I received a review copy from the publishers in exchange for an honest review. It has not affected my opinions.
Genre: Historical Fantasy Romance Age Range: Adult Star Rating: 4 stars Series: yes - first book
It’s difficult to find a husband in Regency England when you’re a young lady with only half a soul.
Ever since she was cursed by a faerie, Theodora Ettings has had no sense of fear or embarrassment – a condition which makes her prone to accidental scandal. Dora hopes to be a quiet, sensible wallflower during the London Season – but when the strange, handsome and utterly uncouth Lord Sorcier discovers her condition, she is instead drawn into dangerous and peculiar faerie affairs.
If Dora’s reputation can survive both her curse and her sudden connection with the least-liked man in all of high society, then she may yet reclaim her normal place in the world. . . but the longer Dora spends with Elias Wilder, the more she begins to suspect that one may indeed fall in love, even with only half a soul.
Blurb taken from Goodreads. Add to your shelves here.
HALF A SOUL is a very funny, whimsical story about love, ill tempered magicians, and vicious faeries. The sheer whimsy of it, coupled with the very vicious main faerie really gives it that fairy tale feel, both of this world and not, and with very sharp teeth.
The heart of this book is about fighting injustice and how often those with wealth and “good” stations don’t think about the unpleasantness – and when they do it’s abstract and not enough to help. It’s Dora, Albert, and Elias’ experience of injustice and their determination to do something about it that draws the men together with Dora as friends and more. It gives them a common ground and makes their relationships less superficial than many of the others around them.

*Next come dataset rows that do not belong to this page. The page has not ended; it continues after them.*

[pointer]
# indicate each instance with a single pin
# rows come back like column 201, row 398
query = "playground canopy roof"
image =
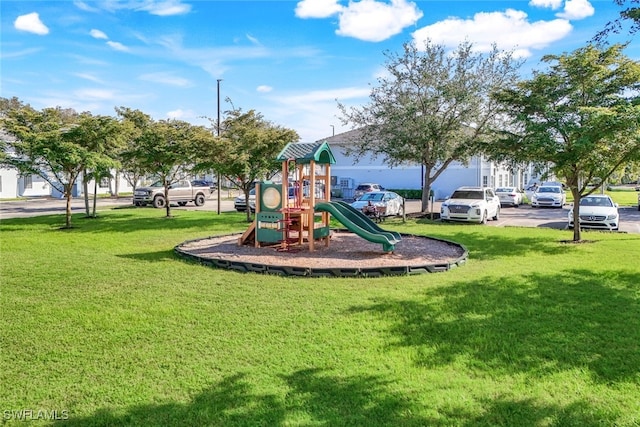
column 306, row 152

It’s funny how much they, particularly Elias, flout the rules of polite society, because the rules are so stupid and he does not have the time for them. Dora’s perspective, the book’s narrator, really brings out the frustrated bemusement at the absurdity of it all because she feels emotions differently because half her soul is missing. The use of proper speech also helps highlight the absurdity because of the way they have to phrase things.
I was very glad about the decision Dora makes at the end of the book to do with restoring her soul to one piece. I wish a bit more time had been put into her explanation because it was left more or less as “this was the only way to save everyone.” It could have been a really nice reinforcing moment about inclusion and acceptance, particularly as Dora felt like she could be neurodivergent (I certainly saw a lot of my own ASD in her.)
Onto the next book, which is a companion and a Cinderella retelling!